Gemäss dem aktuellen kantonalen Rating stellen Thurgau und Schaffhausen am meisten Mittel für die Förderung von Energieeffizienz und erneuerbaren Energien bereit, wie es weiter heisst. In den beiden Basel und Genf seien die Rahmenbedingungen für die energetische Sanierung bestehender Gebäude am besten.

Allerdings erreichten in dieser zentralen Kategorie auch die besten Kantone kein Topresultat. Dazu bräuchte es laut WWF Vorgaben, die zusätzliche Gebäudesanierungen anstossen.

Als weitere Positivbeispiele gelten der Kanton Genf, wo nach Dachsanierungen Solarwärme genutzt werden muss. Bern und Neuenburg seien vorbildlich beim Ersatz von stromfressenden Elektroheizungen. In Neuenburg und Freiburg wüssten Hauskäufer am besten Bescheid über den Energieverbrauch und den Sanierungsbedarf der Gebäude.

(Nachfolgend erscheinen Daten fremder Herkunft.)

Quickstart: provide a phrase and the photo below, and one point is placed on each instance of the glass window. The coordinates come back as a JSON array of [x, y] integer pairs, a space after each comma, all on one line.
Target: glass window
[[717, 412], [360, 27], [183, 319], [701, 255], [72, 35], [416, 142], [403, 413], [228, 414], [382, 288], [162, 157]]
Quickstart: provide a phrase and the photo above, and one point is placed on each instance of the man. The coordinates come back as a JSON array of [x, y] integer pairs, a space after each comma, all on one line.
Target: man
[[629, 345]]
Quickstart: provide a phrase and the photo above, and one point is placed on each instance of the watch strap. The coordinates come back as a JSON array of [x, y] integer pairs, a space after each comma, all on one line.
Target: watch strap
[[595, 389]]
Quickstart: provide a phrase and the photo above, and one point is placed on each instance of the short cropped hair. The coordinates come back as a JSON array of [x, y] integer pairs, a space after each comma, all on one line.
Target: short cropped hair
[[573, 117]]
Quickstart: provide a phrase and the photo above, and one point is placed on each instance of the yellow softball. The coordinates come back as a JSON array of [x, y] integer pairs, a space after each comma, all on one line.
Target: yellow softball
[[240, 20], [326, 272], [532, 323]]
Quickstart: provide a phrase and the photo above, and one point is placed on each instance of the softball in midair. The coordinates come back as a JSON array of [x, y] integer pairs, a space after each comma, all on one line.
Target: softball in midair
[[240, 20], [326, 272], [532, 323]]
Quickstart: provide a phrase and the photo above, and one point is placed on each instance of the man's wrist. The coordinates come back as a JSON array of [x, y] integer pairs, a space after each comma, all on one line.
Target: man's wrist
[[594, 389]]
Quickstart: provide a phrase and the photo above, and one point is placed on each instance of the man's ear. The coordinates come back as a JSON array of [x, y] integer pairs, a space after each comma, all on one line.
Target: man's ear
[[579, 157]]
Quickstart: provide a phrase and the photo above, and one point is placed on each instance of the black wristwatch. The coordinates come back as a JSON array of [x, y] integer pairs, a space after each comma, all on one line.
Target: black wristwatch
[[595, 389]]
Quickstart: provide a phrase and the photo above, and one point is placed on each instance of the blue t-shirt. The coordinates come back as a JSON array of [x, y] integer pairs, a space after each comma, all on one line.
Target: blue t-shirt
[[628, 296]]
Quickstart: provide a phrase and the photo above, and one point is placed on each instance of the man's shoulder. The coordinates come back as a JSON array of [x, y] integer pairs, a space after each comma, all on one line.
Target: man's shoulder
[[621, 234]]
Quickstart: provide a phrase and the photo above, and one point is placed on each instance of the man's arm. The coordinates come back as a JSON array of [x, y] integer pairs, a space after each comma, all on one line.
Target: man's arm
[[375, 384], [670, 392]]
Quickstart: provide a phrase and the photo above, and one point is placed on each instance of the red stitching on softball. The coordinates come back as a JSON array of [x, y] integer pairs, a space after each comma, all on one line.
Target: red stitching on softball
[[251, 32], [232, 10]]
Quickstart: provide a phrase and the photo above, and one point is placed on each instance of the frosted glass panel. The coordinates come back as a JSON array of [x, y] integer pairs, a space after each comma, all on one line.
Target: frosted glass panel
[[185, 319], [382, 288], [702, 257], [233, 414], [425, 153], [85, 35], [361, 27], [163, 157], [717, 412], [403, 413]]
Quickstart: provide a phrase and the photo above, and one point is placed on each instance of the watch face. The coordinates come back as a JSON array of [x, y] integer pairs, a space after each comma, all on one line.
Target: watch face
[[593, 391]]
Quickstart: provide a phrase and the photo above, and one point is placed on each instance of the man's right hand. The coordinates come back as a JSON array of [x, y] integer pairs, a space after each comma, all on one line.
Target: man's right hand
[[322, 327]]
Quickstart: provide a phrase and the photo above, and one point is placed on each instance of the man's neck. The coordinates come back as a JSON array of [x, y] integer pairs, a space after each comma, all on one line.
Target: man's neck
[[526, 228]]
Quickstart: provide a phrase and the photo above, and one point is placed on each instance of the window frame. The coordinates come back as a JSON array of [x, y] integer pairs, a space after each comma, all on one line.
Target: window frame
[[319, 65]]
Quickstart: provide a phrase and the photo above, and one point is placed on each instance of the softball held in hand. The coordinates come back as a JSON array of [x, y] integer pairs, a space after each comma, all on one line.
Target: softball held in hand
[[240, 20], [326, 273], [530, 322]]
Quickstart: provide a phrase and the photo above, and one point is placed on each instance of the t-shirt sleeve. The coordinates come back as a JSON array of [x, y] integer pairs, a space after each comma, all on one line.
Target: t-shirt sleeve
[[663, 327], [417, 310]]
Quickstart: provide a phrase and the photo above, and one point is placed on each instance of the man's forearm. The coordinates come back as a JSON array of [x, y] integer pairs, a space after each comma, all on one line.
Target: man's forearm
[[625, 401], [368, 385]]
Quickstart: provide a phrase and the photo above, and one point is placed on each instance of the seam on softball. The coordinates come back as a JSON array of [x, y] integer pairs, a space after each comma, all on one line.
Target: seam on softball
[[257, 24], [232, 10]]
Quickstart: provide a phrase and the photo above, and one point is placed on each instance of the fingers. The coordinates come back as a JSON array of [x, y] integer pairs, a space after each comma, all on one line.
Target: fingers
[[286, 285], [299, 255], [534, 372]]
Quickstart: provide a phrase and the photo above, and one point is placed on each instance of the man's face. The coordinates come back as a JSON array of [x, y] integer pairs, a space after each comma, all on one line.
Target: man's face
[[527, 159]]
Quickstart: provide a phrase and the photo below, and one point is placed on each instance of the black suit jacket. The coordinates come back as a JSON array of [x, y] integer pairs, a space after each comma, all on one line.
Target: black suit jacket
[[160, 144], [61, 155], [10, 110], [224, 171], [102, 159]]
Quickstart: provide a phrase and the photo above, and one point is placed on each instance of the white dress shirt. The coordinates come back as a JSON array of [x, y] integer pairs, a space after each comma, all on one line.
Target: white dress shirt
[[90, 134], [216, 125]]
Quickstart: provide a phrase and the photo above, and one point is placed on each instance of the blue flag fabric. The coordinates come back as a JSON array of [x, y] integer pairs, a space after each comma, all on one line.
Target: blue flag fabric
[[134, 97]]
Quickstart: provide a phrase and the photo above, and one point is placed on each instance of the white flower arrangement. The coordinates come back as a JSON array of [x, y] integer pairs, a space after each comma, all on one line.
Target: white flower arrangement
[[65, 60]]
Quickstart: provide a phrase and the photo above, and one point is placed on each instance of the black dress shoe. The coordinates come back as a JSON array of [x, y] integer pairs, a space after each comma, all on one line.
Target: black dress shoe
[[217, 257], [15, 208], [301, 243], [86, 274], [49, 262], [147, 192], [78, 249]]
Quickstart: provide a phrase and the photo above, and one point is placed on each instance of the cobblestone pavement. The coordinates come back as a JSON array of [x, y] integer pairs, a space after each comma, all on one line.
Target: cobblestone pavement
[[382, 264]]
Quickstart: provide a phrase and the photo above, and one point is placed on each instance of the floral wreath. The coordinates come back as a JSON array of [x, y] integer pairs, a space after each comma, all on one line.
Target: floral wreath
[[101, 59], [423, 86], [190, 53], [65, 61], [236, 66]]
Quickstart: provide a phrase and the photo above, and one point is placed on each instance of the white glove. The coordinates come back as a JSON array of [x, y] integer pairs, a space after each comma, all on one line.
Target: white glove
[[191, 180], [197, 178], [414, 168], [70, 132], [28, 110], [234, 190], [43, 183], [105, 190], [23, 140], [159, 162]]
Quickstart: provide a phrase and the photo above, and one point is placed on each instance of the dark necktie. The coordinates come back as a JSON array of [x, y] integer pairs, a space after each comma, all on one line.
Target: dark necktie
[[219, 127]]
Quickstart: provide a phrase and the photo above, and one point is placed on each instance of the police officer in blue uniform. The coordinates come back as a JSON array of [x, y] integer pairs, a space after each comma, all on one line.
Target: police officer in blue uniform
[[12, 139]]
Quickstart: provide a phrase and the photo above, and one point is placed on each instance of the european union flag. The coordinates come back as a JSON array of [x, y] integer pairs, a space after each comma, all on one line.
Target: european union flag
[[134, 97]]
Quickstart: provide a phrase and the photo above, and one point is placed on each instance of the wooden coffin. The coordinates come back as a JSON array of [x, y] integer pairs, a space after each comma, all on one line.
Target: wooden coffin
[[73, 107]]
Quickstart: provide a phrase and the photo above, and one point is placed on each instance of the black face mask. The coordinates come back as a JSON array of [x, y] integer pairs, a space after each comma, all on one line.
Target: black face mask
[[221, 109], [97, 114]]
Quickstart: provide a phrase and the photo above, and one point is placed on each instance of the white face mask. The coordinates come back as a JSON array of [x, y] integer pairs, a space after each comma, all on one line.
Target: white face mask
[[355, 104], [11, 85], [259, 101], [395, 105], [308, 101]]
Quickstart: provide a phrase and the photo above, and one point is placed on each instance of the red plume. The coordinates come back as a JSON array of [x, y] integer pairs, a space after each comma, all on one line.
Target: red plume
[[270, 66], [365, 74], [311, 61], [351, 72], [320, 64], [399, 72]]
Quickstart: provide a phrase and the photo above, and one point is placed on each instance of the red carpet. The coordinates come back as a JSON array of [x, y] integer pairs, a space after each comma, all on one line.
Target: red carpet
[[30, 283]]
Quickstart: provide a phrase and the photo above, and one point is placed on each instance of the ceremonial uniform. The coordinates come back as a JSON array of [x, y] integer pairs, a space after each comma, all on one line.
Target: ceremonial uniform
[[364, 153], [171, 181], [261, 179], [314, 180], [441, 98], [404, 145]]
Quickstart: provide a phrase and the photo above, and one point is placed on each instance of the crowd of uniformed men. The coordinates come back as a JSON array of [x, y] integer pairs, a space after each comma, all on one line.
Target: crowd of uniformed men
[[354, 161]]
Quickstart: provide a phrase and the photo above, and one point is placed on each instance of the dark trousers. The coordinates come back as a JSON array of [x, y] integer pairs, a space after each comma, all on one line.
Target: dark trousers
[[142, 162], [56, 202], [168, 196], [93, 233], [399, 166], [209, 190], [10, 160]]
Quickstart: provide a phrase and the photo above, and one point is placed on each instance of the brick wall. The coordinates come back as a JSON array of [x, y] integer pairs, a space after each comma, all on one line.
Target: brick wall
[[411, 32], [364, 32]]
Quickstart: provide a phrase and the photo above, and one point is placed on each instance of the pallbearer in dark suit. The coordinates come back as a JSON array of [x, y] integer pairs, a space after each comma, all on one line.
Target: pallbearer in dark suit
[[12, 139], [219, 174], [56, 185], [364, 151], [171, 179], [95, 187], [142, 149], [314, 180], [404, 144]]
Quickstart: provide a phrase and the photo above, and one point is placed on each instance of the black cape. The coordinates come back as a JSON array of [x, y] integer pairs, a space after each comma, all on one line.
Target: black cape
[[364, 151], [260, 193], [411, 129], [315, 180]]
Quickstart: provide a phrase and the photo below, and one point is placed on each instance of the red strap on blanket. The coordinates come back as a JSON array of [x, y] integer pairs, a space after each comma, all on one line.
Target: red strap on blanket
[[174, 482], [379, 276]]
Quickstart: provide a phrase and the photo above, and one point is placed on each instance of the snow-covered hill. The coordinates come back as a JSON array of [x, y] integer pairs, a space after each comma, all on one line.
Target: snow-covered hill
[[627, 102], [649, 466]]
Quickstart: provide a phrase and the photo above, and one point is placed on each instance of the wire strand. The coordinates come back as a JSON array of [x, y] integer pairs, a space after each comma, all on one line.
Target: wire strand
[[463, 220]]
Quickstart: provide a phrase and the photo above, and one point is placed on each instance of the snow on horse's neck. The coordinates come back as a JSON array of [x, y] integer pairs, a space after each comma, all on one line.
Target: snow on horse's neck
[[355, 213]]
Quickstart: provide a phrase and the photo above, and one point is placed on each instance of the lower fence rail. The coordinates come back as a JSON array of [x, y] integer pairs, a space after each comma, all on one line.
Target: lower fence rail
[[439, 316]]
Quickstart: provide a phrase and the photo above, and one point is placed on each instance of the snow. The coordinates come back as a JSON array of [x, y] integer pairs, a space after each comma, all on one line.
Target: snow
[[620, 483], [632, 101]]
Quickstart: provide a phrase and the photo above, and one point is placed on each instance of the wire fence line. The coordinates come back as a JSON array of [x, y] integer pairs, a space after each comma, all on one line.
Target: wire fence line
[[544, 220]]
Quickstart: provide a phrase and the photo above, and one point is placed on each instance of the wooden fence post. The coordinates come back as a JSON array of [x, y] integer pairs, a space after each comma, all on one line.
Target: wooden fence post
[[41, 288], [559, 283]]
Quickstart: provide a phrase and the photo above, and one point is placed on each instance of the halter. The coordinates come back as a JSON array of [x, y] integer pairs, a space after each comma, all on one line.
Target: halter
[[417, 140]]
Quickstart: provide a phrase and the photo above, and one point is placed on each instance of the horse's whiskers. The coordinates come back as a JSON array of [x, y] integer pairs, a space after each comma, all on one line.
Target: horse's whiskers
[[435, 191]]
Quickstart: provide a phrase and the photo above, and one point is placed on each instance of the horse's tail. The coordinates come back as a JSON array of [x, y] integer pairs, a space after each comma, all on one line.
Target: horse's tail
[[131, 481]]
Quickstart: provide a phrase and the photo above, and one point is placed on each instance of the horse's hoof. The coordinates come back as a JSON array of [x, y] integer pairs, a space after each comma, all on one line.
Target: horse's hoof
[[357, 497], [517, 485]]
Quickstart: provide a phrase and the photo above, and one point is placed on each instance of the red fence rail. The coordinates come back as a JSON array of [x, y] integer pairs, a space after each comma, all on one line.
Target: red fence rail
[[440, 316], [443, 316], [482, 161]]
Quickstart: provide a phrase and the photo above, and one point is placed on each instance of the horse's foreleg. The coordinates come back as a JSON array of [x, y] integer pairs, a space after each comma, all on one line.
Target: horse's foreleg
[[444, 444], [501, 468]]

Laut WWF sind die Gebäudeheizungen die grössten Energieverbraucher in der Schweiz. Die kantonalen Vorschriften zum Sanieren und zum Heizen seien darum entscheidend, wenn die Schweiz vom Erdöl und -gas wegkommen und die Energiewende schaffen wolle. Auch Förderinstrumente für Gebäudesanierungen und erneuerbare Energien seien dafür wichtig und sehr unterschiedlich ausgebaut, wie das Rating von Ernst Basler und Partner im Auftrag des WWF weiter zeige.